On the 20th of this month (August) I turn 26, I know I am so old....but, really I feel old, washed up, and exhausted (such a cheery way to start this article). Turning 26 means there are a lot of things that will have to happen for myself to continue being a lovely, wonderful, and productive adult.
Searching for Healthcare was/will be a pain in the ass! Multiple hours on the internet, filling out multiple applications, researching and seeing how much money I could afford to spend on the healthcare. But, at the end of the day I will be insured and have coverage for my medications and doctors.
Paying back my school loan has been a hall and a half and I still have a decade of doing so, I know I should be excited I was able to go to school.....which I am, but I am not excited to pay it off....
Consolidating Credit Card Debt, yes the dreaded credit card and what not. I started my own business on my own without taking out any loans, which to me, myself, and I is an amazing accomplishment. But, paying it all back has been a nightmare. I have to say I fell into the, "I got sad and bought things," yes I know terrible, but I am only human.

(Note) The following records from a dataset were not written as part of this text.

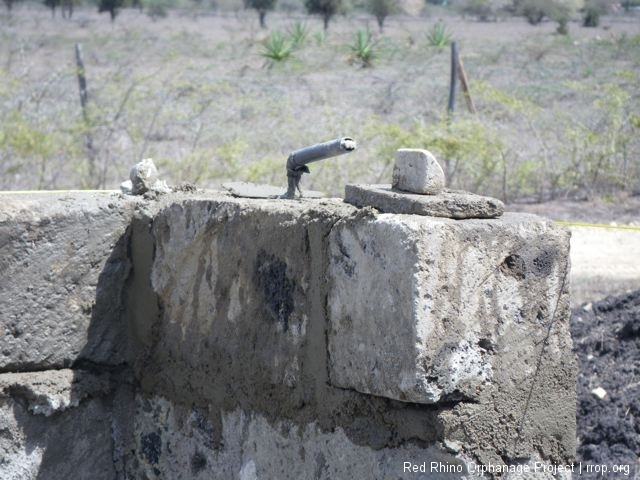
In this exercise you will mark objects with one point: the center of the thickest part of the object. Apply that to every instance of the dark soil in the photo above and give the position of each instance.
(606, 337)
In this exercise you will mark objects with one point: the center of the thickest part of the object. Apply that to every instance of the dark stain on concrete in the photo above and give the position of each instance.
(271, 278)
(151, 446)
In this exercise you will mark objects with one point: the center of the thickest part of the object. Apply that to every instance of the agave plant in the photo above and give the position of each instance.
(439, 36)
(298, 34)
(276, 48)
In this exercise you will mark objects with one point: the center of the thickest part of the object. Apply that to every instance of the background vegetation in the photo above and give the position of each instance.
(211, 96)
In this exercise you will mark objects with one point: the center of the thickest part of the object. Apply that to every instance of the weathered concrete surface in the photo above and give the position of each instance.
(48, 392)
(63, 260)
(59, 425)
(447, 203)
(434, 310)
(417, 171)
(174, 441)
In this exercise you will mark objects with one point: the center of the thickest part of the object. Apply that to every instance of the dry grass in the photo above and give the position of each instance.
(195, 95)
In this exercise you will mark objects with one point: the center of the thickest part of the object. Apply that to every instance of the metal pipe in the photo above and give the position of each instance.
(298, 159)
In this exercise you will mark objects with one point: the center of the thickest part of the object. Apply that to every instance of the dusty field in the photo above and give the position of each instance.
(605, 260)
(193, 92)
(607, 342)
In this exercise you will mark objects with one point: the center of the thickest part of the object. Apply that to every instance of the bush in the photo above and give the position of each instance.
(363, 48)
(591, 16)
(276, 48)
(480, 9)
(439, 36)
(156, 8)
(536, 10)
(381, 9)
(326, 8)
(262, 7)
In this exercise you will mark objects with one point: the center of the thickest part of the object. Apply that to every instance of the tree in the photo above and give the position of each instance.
(9, 4)
(111, 6)
(381, 9)
(326, 8)
(262, 7)
(52, 4)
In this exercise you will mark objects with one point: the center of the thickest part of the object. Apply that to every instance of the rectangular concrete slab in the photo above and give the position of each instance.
(64, 262)
(428, 310)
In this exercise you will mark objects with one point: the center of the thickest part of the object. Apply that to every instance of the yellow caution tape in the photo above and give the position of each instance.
(598, 225)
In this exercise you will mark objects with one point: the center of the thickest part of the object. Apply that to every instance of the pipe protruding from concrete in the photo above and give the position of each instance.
(298, 159)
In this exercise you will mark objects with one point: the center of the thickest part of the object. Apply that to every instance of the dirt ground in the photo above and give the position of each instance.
(605, 260)
(606, 337)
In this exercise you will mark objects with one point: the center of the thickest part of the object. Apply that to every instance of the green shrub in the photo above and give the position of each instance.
(480, 9)
(439, 36)
(591, 17)
(276, 48)
(363, 49)
(262, 7)
(536, 10)
(298, 34)
(326, 8)
(381, 9)
(156, 8)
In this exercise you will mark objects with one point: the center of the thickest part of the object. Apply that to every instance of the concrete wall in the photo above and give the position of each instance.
(258, 339)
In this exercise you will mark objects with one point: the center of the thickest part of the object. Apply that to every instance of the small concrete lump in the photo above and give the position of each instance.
(143, 177)
(417, 171)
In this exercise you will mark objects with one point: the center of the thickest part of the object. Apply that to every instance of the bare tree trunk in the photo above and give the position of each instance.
(465, 85)
(84, 98)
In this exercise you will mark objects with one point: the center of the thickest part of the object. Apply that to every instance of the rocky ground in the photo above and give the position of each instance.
(606, 337)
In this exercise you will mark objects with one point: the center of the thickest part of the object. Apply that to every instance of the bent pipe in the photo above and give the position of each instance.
(298, 159)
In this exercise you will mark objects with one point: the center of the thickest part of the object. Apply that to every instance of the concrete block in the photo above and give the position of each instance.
(64, 263)
(53, 391)
(417, 171)
(174, 440)
(58, 425)
(447, 204)
(239, 282)
(431, 310)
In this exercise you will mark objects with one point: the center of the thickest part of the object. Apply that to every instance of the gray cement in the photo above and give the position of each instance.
(64, 261)
(224, 317)
(447, 203)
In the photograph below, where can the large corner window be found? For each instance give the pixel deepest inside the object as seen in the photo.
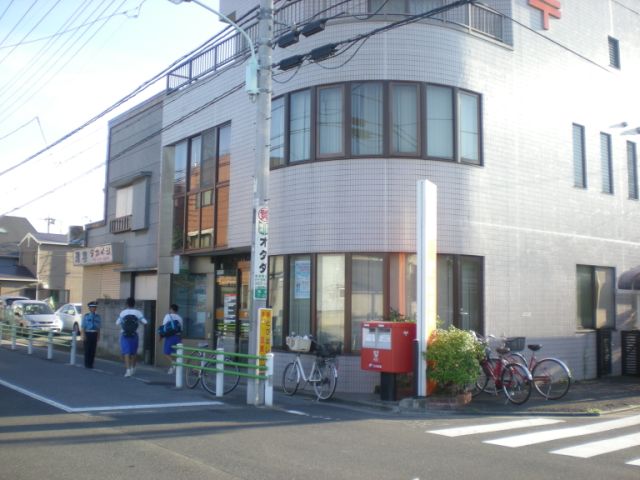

The biggest thing is I will officially be older than my late older brother. This is incredibly heart breaking and has caused me to delve into a border line anxiety and depression state. I wish that I would forever be his little sister, but I will now be his little, bigger, and older sister.
With all of this stress it causes me to be physically sick and mentally drained. I love what I do and I am very fortunate with the life I have. But, even with all of this life can still be difficult and hard. This is where I leave this article; confused, sad, and not wanting to grow up.